According to the governor professor Emmanuel Tumusiime – Mutebile, “inflation is forecast to stabilize around the policy target of 5 Percent over the next 6 months and the Bank of Uganda believes that a continued easing of monetary policy is warranted.”
According to the monetary policy statement, Annual headline and core inflation declined to 5.1 percent and 5.6 percent respectively in July 2016 from 5.9 percent and 6.8 percent in June 2016.
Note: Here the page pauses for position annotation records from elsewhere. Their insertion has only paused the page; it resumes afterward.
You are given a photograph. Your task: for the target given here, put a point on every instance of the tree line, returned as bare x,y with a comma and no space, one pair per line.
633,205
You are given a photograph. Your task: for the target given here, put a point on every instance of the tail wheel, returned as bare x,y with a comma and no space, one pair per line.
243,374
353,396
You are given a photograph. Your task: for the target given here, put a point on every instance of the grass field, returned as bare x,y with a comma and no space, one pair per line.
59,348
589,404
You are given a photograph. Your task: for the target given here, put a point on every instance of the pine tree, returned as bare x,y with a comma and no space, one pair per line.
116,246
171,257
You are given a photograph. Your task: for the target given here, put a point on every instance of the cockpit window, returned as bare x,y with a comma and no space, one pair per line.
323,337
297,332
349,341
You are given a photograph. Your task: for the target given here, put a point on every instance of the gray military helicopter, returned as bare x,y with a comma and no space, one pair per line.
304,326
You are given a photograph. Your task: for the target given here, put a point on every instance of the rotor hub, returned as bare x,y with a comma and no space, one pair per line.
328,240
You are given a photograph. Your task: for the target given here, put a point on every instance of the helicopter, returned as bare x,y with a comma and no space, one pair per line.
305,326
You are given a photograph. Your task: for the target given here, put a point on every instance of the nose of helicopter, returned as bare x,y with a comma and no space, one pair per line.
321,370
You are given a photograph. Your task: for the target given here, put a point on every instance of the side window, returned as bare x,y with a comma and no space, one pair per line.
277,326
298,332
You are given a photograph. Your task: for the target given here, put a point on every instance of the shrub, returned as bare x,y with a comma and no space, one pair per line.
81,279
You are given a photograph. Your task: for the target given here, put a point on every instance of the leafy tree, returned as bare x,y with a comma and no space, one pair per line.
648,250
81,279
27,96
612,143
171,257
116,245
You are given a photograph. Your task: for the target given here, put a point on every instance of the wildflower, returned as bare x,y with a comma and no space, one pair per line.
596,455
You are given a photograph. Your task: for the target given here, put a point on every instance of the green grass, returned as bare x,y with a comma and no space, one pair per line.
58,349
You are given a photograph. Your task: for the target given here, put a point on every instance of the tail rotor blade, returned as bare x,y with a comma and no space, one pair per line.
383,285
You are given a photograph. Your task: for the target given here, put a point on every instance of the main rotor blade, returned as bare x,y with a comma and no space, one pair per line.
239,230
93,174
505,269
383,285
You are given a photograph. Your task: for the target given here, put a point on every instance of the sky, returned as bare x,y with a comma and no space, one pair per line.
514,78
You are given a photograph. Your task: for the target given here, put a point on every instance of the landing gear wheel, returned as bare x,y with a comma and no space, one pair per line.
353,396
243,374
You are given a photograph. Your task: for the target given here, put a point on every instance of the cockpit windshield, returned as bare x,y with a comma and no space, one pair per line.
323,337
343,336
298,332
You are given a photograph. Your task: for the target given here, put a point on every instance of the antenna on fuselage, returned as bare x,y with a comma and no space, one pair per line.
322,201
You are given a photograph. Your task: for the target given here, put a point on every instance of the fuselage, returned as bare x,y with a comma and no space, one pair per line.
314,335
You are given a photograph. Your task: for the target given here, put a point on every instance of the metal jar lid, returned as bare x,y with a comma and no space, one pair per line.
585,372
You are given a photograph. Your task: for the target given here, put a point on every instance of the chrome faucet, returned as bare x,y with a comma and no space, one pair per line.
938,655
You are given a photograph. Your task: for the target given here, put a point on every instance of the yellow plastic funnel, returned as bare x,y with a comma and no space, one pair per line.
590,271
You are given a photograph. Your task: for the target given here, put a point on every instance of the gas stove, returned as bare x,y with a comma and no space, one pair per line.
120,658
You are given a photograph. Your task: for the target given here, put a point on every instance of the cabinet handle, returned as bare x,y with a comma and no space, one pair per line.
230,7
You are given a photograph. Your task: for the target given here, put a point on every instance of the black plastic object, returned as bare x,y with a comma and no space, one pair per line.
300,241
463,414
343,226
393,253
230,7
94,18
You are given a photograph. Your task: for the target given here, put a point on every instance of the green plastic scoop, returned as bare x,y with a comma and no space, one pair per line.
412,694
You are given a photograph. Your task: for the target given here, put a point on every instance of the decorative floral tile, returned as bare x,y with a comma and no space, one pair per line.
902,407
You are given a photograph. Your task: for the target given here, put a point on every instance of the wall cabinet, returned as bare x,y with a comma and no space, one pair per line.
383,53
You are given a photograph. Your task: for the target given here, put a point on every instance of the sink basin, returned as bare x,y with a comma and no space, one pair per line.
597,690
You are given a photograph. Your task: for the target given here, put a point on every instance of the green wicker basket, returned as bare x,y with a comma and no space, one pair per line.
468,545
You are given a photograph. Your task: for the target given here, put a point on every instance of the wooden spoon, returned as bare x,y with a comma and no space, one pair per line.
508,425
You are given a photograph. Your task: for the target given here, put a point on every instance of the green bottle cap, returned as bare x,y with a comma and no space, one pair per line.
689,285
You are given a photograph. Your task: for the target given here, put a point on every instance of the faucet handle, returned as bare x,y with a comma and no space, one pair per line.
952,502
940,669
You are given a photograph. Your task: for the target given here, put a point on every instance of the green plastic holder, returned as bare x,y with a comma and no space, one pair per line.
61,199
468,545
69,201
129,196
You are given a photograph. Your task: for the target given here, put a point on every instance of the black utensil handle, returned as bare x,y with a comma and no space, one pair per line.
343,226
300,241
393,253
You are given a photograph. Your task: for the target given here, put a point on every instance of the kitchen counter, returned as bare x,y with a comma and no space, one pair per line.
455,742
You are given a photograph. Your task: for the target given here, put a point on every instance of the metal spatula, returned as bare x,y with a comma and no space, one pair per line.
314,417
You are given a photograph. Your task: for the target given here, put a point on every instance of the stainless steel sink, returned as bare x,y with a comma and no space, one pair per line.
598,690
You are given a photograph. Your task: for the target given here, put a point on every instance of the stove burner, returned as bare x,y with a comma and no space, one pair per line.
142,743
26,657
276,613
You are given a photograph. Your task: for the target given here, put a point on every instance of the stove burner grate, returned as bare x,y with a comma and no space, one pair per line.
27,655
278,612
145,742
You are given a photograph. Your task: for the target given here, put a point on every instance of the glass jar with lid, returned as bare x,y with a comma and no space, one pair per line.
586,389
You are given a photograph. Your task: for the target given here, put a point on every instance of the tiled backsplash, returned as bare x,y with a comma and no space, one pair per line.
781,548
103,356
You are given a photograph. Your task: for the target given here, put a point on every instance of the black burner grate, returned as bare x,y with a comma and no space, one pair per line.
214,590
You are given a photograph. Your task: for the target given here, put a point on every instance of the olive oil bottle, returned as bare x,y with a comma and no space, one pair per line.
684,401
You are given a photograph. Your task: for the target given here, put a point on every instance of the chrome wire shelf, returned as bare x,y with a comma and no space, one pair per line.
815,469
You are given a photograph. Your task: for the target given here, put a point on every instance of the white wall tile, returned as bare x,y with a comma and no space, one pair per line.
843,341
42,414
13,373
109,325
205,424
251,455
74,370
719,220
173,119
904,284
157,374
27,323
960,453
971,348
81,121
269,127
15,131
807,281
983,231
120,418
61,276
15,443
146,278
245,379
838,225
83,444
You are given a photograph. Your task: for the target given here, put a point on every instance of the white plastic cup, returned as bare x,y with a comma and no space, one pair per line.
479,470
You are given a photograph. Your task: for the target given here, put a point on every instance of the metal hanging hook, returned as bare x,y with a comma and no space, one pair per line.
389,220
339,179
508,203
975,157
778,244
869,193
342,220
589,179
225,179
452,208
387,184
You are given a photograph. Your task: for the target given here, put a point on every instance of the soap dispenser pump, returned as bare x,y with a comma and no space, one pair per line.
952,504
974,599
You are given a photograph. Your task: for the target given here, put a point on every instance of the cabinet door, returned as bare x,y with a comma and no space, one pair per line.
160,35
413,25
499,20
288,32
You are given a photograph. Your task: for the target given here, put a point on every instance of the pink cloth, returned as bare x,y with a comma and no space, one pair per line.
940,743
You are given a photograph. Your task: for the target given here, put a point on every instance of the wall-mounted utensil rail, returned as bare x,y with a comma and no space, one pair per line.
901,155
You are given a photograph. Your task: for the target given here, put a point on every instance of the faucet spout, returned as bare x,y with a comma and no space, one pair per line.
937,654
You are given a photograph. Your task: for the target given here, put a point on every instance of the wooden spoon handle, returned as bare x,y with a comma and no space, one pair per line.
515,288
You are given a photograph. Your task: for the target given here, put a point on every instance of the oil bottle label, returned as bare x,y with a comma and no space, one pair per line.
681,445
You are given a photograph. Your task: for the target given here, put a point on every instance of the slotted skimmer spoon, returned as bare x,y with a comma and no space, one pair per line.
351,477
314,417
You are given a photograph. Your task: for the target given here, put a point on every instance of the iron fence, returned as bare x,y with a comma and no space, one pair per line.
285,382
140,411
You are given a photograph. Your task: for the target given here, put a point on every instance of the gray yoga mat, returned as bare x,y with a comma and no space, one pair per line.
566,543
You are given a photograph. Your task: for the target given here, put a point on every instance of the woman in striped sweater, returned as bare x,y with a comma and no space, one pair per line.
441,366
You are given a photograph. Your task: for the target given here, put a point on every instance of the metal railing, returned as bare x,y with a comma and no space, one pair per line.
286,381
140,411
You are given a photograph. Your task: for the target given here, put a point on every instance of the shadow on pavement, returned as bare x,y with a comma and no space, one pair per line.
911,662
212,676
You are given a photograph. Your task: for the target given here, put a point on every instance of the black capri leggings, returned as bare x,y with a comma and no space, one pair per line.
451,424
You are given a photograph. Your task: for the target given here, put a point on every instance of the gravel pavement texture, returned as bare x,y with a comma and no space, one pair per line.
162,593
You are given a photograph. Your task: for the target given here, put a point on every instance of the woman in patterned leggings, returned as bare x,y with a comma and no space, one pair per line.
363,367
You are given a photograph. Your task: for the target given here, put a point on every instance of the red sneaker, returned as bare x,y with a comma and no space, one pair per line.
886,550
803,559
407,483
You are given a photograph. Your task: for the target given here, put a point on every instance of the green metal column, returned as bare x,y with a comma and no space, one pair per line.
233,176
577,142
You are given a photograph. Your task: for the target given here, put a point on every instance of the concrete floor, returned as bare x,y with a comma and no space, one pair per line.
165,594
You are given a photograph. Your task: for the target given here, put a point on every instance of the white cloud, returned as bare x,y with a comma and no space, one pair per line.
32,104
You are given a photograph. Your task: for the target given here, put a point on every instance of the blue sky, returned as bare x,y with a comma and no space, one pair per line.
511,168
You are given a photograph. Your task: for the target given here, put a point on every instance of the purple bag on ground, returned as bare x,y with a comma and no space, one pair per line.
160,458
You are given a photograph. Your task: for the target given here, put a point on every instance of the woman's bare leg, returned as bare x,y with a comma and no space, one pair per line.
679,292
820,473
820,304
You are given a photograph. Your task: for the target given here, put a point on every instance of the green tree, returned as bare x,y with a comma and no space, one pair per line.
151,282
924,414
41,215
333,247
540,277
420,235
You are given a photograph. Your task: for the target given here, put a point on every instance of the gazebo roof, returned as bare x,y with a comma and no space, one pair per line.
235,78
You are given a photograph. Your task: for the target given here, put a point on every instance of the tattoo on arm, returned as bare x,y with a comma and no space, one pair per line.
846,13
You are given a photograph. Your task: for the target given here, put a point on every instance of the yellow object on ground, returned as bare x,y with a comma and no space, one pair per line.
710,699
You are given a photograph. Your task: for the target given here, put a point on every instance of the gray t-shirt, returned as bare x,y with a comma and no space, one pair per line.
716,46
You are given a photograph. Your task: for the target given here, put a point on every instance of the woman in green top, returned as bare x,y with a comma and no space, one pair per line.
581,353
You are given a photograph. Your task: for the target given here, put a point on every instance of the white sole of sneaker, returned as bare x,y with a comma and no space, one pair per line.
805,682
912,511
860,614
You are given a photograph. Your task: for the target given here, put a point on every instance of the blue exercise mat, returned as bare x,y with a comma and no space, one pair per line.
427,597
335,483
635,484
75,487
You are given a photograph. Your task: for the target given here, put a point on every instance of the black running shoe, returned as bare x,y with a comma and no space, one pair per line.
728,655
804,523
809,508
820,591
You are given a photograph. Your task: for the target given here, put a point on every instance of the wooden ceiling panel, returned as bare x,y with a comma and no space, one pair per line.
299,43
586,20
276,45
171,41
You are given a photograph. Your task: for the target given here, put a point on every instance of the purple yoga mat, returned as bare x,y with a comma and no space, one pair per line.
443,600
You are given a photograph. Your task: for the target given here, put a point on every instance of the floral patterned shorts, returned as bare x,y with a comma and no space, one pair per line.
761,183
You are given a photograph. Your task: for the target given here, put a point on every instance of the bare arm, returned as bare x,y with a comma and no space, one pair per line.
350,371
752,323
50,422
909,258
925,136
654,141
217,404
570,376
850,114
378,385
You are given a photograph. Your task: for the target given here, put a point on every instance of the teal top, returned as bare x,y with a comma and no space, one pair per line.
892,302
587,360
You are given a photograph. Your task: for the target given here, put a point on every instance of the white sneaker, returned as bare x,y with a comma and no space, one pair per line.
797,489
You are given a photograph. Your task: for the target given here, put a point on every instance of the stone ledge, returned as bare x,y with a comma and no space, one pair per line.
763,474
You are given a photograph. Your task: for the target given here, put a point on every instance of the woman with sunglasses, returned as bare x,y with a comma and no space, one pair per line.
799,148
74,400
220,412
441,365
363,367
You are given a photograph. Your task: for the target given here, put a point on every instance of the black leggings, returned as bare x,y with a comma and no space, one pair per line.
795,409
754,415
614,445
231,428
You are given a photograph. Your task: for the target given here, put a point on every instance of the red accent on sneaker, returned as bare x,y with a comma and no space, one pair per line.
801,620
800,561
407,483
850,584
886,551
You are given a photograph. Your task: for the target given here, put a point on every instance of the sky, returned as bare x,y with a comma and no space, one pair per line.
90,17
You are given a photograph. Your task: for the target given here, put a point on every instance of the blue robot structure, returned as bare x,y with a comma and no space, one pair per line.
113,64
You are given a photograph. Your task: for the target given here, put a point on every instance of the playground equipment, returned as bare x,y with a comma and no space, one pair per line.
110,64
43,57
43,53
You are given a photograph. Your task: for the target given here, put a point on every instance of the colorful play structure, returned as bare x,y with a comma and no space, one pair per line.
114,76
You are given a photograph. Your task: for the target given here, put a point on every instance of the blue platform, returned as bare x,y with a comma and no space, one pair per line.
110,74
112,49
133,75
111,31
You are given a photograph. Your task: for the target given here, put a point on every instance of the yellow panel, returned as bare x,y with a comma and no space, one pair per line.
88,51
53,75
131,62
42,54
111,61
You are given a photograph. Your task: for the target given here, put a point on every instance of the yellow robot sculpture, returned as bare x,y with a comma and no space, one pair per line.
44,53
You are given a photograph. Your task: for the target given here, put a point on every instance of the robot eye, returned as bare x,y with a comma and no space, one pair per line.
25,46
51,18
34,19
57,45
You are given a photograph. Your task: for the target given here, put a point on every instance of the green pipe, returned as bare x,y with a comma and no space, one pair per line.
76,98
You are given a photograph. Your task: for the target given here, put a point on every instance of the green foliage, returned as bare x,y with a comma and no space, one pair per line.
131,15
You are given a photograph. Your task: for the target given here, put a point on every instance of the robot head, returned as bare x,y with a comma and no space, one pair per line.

Governor Mutebile believes that “the recovery in private sector credit growth and higher public infrastructure spending are expected to support economic growth. He however cautions that, “uncertainty over International economic activity has increased substantially and this could constrain international demand for Uganda’s exports”.
Central Bank Rate (CBR)
Under the Inflation Targeting Lite monetary policy framework, the Bank of Uganda sets a policy interest rate, called the Central Bank Rate (CBR), which is intended to guide short-term inter-bank lending rates and thereby influence the marginal cost of funds for commercial banks. The Bank of Uganda uses regular interventions in the money market to ensure that the 7 day interbank rate is as close as possible to the CBR.
The Central Bank Rate (CBR) is the operating target of monetary policy. It is set once every two months and is publicly announced, at a press briefing held immediately after the rate setting meeting, so that it clearly signals the stance of monetary policy going forward. The CBR is set at a level which is consistent with achieving the objectives of monetary policy.